I had the strangest dream last night. It may have been the Shropshire Blue that I polished off before I went to bed; that and my excursion to the archives to fossick through the documents newly released by the Foreign Office and MI6. The long and the short of it is that I dreamt that Cousin Ezekiel had shot Mr X.
I’m not sure why I haven’t mentioned Cousin Ezekiel before. I suppose I didn’t see him very often, but that doesn’t mean he left no impression. He turned up every year or so with a carpetbag. My late Mama called it a Hebammekoffer because it was the kind of thing midwives carried about. Cousin Ezekiel was not amused at this; he was very particular about his appearance. He dressed like a conductor and had even somehow managed to part the pelt on the top of his head. There was some debate in the burrow about how this might have been achieved. Uncle Ratty said he was sure it was Macassar oil, and Great Uncle Mole saying that Macassar oil might work for parting rat fur, but for parting mole pelt nothing short of varnish would do the trick.
I remember on summer mornings when we ate breakfast in Great Uncle Mole’s little garden, how Cousin Ezekiel buffed his claws and then blew the dust off in short, sharp puffs.

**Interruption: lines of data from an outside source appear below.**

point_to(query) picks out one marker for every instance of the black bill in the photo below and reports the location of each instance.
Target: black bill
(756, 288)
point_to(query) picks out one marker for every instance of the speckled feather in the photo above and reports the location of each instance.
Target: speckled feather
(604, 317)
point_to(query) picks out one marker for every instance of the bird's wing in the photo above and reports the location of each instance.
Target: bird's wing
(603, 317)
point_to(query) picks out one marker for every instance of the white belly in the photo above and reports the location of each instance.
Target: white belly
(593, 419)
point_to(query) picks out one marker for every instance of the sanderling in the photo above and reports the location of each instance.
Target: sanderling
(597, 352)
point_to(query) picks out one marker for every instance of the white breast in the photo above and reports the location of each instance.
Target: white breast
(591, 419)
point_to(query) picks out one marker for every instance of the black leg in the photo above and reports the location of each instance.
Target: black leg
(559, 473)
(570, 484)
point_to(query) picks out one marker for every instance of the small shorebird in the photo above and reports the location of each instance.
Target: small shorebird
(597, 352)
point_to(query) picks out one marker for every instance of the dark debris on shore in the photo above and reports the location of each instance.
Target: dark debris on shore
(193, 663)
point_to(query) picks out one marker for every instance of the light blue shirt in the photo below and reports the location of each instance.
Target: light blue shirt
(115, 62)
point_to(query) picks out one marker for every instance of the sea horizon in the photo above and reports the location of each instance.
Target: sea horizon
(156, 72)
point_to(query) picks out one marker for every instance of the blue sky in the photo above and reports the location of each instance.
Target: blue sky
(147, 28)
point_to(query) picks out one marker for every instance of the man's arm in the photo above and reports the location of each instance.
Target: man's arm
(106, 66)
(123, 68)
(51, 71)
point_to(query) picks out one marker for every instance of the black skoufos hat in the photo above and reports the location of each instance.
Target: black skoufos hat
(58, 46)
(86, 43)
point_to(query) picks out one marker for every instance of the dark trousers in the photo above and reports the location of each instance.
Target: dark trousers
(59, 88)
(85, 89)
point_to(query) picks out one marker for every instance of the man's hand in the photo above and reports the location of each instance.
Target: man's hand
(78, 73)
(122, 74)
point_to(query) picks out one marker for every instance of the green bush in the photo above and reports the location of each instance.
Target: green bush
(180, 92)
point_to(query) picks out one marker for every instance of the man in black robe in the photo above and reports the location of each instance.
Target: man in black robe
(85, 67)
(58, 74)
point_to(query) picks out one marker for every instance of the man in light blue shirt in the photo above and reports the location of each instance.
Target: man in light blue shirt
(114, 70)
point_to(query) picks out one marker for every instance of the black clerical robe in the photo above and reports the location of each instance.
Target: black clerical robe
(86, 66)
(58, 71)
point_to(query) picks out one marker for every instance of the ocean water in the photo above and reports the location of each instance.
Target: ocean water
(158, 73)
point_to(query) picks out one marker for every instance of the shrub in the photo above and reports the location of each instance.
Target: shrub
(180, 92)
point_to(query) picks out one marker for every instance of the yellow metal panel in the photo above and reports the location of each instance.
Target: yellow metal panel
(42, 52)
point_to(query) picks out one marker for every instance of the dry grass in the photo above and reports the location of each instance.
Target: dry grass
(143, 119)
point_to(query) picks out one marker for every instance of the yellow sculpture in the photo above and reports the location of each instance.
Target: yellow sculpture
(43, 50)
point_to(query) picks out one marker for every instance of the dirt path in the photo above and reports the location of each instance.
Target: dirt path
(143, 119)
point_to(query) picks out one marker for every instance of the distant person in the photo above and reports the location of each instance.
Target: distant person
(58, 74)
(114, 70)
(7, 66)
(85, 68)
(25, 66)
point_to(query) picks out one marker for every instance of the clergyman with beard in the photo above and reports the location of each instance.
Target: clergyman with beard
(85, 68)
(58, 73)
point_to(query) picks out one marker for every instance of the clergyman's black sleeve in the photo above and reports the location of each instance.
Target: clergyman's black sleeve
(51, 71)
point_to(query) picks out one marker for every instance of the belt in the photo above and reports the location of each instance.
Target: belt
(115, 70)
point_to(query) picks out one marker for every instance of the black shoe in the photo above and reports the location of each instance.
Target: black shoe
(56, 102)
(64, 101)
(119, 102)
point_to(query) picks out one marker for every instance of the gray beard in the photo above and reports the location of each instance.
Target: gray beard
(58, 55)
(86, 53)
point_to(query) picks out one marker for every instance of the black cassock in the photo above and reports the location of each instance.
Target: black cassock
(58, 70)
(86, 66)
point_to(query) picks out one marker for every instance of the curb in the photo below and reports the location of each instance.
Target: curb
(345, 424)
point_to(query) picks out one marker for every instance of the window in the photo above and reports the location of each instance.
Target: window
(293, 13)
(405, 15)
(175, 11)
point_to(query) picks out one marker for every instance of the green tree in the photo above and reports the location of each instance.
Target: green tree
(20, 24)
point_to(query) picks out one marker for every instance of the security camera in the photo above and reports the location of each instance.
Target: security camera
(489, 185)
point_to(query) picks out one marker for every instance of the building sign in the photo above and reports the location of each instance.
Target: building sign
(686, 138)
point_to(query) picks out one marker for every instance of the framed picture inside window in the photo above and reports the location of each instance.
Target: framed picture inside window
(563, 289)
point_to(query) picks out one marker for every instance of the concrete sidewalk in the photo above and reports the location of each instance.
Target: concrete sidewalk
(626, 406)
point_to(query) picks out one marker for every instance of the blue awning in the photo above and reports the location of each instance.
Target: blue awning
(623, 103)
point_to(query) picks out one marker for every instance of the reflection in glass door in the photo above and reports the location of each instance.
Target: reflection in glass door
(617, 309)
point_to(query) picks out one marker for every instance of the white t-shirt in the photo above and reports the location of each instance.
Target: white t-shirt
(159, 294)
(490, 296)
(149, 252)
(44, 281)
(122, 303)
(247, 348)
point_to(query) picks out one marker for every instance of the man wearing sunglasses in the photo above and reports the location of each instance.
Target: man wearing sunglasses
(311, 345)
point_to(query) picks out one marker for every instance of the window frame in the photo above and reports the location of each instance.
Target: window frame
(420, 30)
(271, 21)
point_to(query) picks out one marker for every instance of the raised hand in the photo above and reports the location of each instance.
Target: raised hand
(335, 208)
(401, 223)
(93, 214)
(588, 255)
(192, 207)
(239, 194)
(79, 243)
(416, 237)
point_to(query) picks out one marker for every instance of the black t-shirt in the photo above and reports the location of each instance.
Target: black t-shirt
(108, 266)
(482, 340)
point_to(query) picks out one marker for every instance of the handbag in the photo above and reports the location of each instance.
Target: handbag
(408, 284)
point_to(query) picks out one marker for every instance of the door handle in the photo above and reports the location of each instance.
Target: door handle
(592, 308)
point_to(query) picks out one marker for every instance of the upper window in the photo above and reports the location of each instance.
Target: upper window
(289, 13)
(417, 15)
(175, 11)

He kept the buffer in a velvet pouch, drawn close with a tassled drawstring. Buffing at the breakfast table irritated Mama, but I would try to will Cousin Ezekiel to devote his concentration to buffing from the first flick of his coat-tails as he sat down to the dabbing of the last crumb of toast from his snout with the starched napkin kept solely for his visits. I wanted him to keep buffing because as soon as he had drawn the strings of his pouch closed, he would adjust his pince-nez, lean forward on the table with steepled paws and interrogate me about my dreams.
Now there is nothing quite so private to a young mole as its dreams. All its waking life is somehow under adult surveillance. But in the nest, eyes closed, the young mole can slither into a deliciously chaotic, inexplicable world of impossible feats, and wild adventures. I only once made the mistake of acceding to Cousin Ezekiel’s demand. He hooked the tail of my dream, reeled it in, and then dissected it for the entertainment of the assembled company, speaking of me in the third person as if I were not there. His spoke his words sharply but with unusually long silences between each one. And with mitteleuropean confidence, he delved into the deep flaws in my nature that the dream revealed, the traumas I had suffered, and my illicit desires. After that experience, I made my dreams up.
You may well be asking yourself about the chap who was shot. On the whole, we don’t go in for first names in the Mole family. Cousins were cousins. Of course naming moles by relationship becomes problematic because they change according to where you hang yourself and them on the family tree. To be quite honest I am a bit vague about whose cousin, Cousin Ezekiel was. Not mine. I don’t even think they were my Mama’s. Great Uncle Mole’s probably. What would that have made them to me? Once, twice, thrice removed? No matter, the reason Cousin Ezekiel had a monitor was because he had a twin and we had to find a way of referring to them separately. Although fortunately they seldom came to the burrow together. They were highly competitive and a game of Monopoly would have them at each others throats before the first card had been dealt
Cousin Ezekiel’s twin was as elusive as Ezekiel was probing. When asked to select a name, he said that X would do. Cousin X, someone ventured, I think it might have been Mama. No, Mr, he had said firmly, Mr X. And when, map enthusiast that I was, I brought out an atlas to get The Cousins to show me where they came from, he cut off Cousin Ezekiel’s reply and said: ‘Ruritania. Find that if you can’.
Mr X existed in a state of high drama. He always arrived unannounced and late at night. He wore a cape in all weathers, outside and in, and hogged a position in front of the fireplace whether it was lit or not. His visits to England were inevitably associated with some mission or other, or so he said. He was a great raconteur. And he would launch into tales of the danger he was in, but then stop in mid sentence and cite the Official Secrets Act. ‘Hush-hush, you know’.
Why did I have my dream? Cousin Ezekiel would never have accepted my mundane explanation of the Shropshire Blue, but he is not around to offer an alternative. But I am glad I had it, because it has reminded me that between them the cousin sowed the seeds to my current trade. Cousin Ezekiel forcing me into falsifying dreams, and Mr X forcing me into inventing the endings to the dramatic tales he never concluded.